Vaterland
- Type: Daily newspaper
- Founder(s): Josef Duret and others
- Publisher: Räber (1871–1959) Maihof (1959–1991)
- Language: German
- Headquarters: Lucerne
- Country: Switzerland

= Vaterland (newspaper) =

Catholic conservative newspaper in Lucerne

Vaterland was a Catholic conservative daily newspaper published in Lucerne, Switzerland, from 1871 to 1991. The newspaper first appeared on 1 October 1871 as the successor to the Luzerner Zeitung, which had been published since 1833 by the Räber printing house. In 1991, it merged with the Luzerner Tagblatt to form the Luzerner Zeitung.

== History ==
The newspaper was founded by a group that included episcopal chancellor Josef Duret. The founders intended to give the newspaper a supraregional importance, though it never achieved this goal. In 1939, three-quarters of its readership was based in Lucerne.

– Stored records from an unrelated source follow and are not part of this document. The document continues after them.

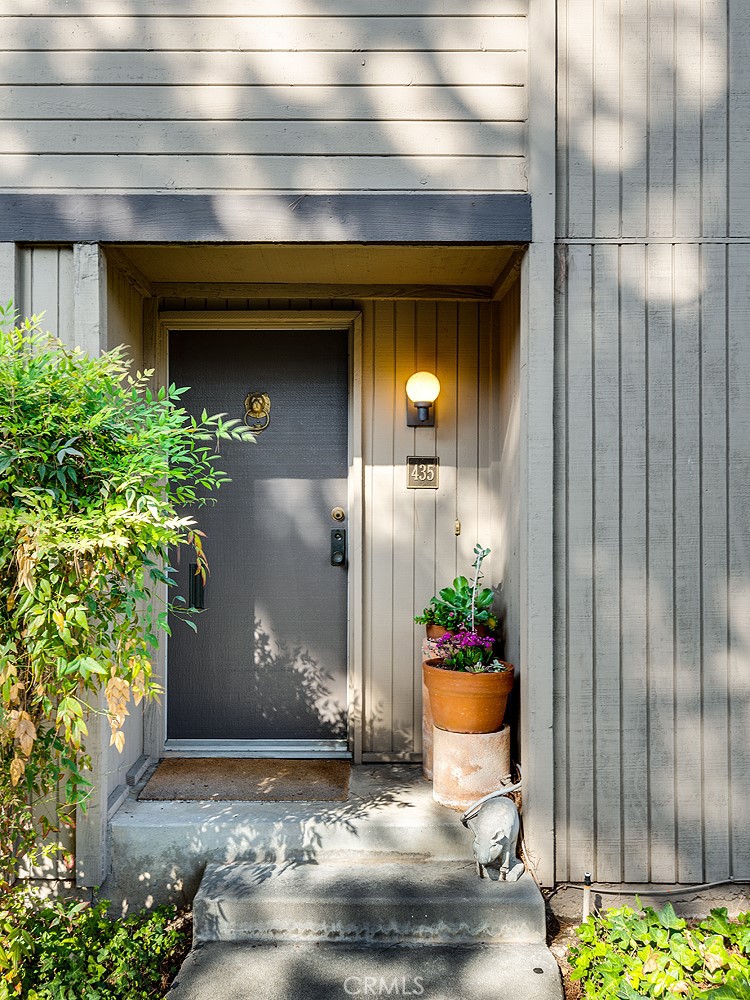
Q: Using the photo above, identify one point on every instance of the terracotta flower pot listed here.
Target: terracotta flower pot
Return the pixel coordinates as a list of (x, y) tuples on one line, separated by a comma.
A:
[(435, 631), (463, 702)]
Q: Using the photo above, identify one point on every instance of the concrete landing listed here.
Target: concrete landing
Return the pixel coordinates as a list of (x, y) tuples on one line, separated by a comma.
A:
[(432, 902), (336, 971), (159, 850)]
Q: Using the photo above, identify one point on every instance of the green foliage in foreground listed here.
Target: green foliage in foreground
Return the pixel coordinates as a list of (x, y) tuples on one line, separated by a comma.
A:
[(62, 950), (630, 955), (96, 471)]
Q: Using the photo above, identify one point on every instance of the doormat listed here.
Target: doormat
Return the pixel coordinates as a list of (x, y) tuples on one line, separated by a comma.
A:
[(226, 779)]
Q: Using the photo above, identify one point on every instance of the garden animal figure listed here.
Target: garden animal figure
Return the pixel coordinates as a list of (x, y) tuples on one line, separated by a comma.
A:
[(494, 822)]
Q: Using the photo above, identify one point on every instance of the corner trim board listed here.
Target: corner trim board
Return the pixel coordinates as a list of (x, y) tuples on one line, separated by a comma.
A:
[(280, 218)]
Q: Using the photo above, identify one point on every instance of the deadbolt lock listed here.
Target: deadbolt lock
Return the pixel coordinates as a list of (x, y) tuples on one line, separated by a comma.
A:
[(338, 547)]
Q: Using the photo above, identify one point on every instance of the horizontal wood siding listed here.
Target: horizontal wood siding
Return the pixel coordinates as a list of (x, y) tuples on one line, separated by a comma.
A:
[(113, 97), (651, 539), (411, 546)]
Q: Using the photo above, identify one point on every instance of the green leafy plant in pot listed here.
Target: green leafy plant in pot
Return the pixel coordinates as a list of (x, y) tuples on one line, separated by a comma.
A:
[(462, 605), (468, 685)]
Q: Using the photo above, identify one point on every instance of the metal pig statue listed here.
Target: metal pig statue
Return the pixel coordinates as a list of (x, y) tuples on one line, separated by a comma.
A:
[(494, 822)]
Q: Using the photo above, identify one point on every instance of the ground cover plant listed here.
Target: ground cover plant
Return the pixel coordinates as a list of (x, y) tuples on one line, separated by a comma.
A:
[(96, 471), (66, 950), (628, 955)]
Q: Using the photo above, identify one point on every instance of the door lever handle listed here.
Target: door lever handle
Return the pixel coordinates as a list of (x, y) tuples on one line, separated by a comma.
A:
[(338, 547)]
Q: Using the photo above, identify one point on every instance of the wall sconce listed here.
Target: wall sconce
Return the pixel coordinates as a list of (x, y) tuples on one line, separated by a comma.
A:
[(422, 390)]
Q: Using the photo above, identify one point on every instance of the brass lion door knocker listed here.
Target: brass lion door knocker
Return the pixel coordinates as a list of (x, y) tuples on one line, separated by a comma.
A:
[(257, 411)]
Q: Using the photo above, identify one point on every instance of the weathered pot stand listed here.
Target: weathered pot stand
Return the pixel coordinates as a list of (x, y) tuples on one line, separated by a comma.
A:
[(388, 903), (468, 766), (470, 745)]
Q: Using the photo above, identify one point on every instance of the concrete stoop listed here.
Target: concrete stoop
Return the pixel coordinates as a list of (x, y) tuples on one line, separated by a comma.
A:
[(374, 896), (433, 902), (334, 971), (431, 929)]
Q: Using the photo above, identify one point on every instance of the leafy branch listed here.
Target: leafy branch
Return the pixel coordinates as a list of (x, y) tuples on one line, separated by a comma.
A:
[(96, 470)]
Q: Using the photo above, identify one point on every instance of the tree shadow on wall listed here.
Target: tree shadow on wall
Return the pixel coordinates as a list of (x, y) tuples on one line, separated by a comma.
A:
[(306, 698)]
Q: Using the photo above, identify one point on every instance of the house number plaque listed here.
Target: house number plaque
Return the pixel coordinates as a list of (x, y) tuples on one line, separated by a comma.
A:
[(422, 472)]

Vaterland served as the mouthpiece of the conservative-majority cantonal government. For several decades, its board of directors was presided over by a member of the Cantonal Council: Heinrich Walther from 1919 to 1947, and Emil Emmenegger from 1947 to 1968.

The newspaper was printed by Räber until 1959, after which it operated its own printing house in Maihof. In 1991, Vaterland merged with its former rival, the radical newspaper Luzerner Tagblatt, to form the Luzerner Zeitung.

== Bibliography ==

- Huber, Max. Geschichte der politischen Presse im Kanton Luzern 1914-1945. 1989.
- Suter, K. Pressegeschichte des Kantons Luzern von 1945 bis 1970. 1996.
- Luginbühl, D. Vom "Zentralorgan" zur unabhängigen Tageszeitung? Das "Vaterland" und die CVP 1955-1991. 2007.